Callar

Estamos en el mismo lugar de nuevo. Tomando té y no café, porque sabés que es lo único que tomo. Nos confiamos los corazones rotos, historias que solo vivieron en la imaginación. Te veo derretido, soltando palabras, describiendo una imagen que dejó ser lo que nunca fue. Las personas que nunca serán lo que prometieron ser. A veces entro a tu mente por tu boca, absorbiendo tus historias para sentir lo que sentiste y besar a quienes besaste un último adiós.

Salimos a caminar en parques que muestran sus hojas de colores cambiantes cuando el viento sopla. El olor a mango y los periquitos cantando mientras la Sonora toca. A las 4:30 de la tarde se hace presente la inocencia del siempre, pero también del nunca. Confiando en el quizás e ignorando a los ausentes.

Hay miradas de ilusión y miradas distraídas en meditaciones redundantes, muy propias y tuyas. Miradas que empiezan en café y no en té, como un poema que escribiré. Al final dejan de ser lo que es y el silencio te ve crecer dentro de vos mismo. Huís, te escondés. Y yo lo sé.

Sin intención de corretearte, las calles se alargan y el tiempo también. Ya son las 6:00. Me quedo con la canción del momento, congelando el preciso instante de tu cara cuando lo encendés.

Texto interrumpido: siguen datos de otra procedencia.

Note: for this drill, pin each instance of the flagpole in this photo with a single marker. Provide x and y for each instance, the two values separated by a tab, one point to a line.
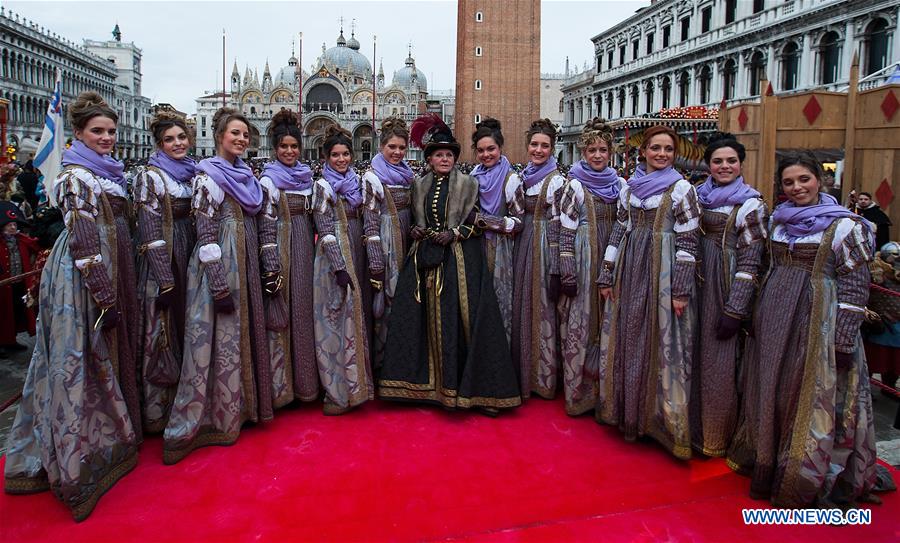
223	67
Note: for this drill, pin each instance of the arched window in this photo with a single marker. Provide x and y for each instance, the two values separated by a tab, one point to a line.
790	66
876	41
729	79
757	72
830	55
705	79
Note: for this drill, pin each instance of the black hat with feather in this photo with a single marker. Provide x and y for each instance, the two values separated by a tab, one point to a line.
430	133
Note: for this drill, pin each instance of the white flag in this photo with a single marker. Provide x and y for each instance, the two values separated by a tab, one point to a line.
48	157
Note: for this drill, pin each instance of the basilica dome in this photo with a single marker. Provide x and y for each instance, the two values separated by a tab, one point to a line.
403	77
347	59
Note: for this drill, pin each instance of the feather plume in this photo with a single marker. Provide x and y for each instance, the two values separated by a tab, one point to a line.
423	125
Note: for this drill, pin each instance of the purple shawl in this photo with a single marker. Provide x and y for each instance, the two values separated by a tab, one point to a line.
713	195
237	180
346	184
603	184
180	170
392	174
296	177
104	166
644	185
802	221
490	184
532	175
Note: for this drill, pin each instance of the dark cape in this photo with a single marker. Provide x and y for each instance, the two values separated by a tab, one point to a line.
446	342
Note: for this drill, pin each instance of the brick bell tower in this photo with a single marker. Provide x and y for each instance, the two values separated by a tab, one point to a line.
498	70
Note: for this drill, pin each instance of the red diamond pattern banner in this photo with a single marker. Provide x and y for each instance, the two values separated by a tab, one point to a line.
884	195
889	105
812	109
743	118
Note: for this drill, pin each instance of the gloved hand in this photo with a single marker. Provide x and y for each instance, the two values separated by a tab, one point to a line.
554	288
417	233
843	360
727	327
343	279
224	305
444	238
165	298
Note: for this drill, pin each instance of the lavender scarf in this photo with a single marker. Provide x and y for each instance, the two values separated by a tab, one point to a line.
532	175
603	184
344	184
644	185
802	221
104	166
490	184
180	170
296	177
713	195
237	180
392	174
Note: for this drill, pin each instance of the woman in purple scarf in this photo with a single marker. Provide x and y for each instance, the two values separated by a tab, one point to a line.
386	222
501	206
534	324
647	279
162	198
77	427
226	377
732	243
805	432
587	212
287	238
341	308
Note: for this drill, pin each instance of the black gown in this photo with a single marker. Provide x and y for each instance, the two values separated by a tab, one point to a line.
446	343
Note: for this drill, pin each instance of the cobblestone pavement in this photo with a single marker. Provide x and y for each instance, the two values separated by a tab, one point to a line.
14	367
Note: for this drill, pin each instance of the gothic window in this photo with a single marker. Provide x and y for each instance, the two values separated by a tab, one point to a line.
876	42
705	80
729	79
790	66
830	54
666	89
757	72
684	88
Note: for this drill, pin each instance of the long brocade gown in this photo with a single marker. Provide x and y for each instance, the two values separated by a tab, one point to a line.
167	236
586	222
732	244
806	430
386	223
227	374
535	330
74	432
446	342
646	350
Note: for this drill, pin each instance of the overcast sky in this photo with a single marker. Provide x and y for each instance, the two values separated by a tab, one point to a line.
182	41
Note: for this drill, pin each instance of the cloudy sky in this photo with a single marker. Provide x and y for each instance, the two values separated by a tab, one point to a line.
182	41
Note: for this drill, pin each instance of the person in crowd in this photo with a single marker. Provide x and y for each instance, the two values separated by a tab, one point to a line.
501	203
288	185
647	280
732	243
446	343
227	376
162	198
386	222
587	213
339	269
806	433
535	334
18	252
76	430
870	211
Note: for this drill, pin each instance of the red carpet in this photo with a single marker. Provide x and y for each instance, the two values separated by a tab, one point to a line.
402	472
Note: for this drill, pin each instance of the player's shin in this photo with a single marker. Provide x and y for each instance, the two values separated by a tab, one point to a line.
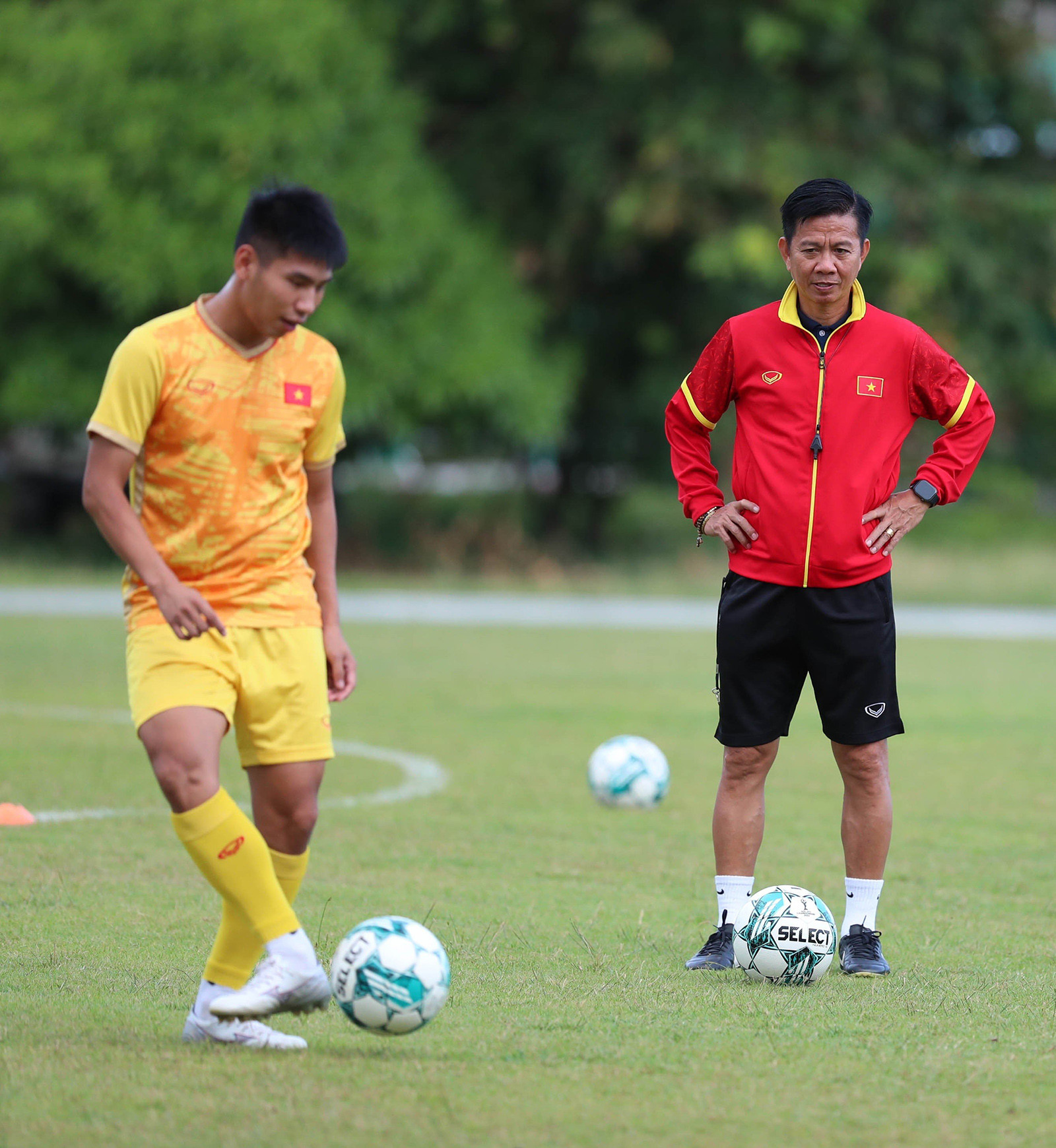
234	859
237	947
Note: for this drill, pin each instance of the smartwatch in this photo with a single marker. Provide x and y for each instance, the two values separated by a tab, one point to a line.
924	490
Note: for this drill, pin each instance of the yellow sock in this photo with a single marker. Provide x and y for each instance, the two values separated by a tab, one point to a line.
237	949
233	858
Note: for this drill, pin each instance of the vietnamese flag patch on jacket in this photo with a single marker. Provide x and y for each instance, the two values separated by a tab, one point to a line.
299	394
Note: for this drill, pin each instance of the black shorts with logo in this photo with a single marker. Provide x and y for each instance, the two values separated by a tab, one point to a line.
770	637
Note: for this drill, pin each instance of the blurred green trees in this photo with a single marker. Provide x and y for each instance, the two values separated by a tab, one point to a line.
551	203
635	155
131	136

Las calles parecen seguir derecho, la noche esperando el amanecer.

Regreso a la mesa, al mismo lugar de nuevo. Vos seguís tomando café. Te quedás con lo que no dijiste y me quedo con lo que no propusiste. Nos quedamos con las ganas de vernos hechos poder. Y es que si quisiéramos y esto fuera otro país, otro trago, otro bar, otra mirada, nos quedaríamos creando tormentas reconociendo que estamos obligados a vivir juntos una vida. Sea esta u otra.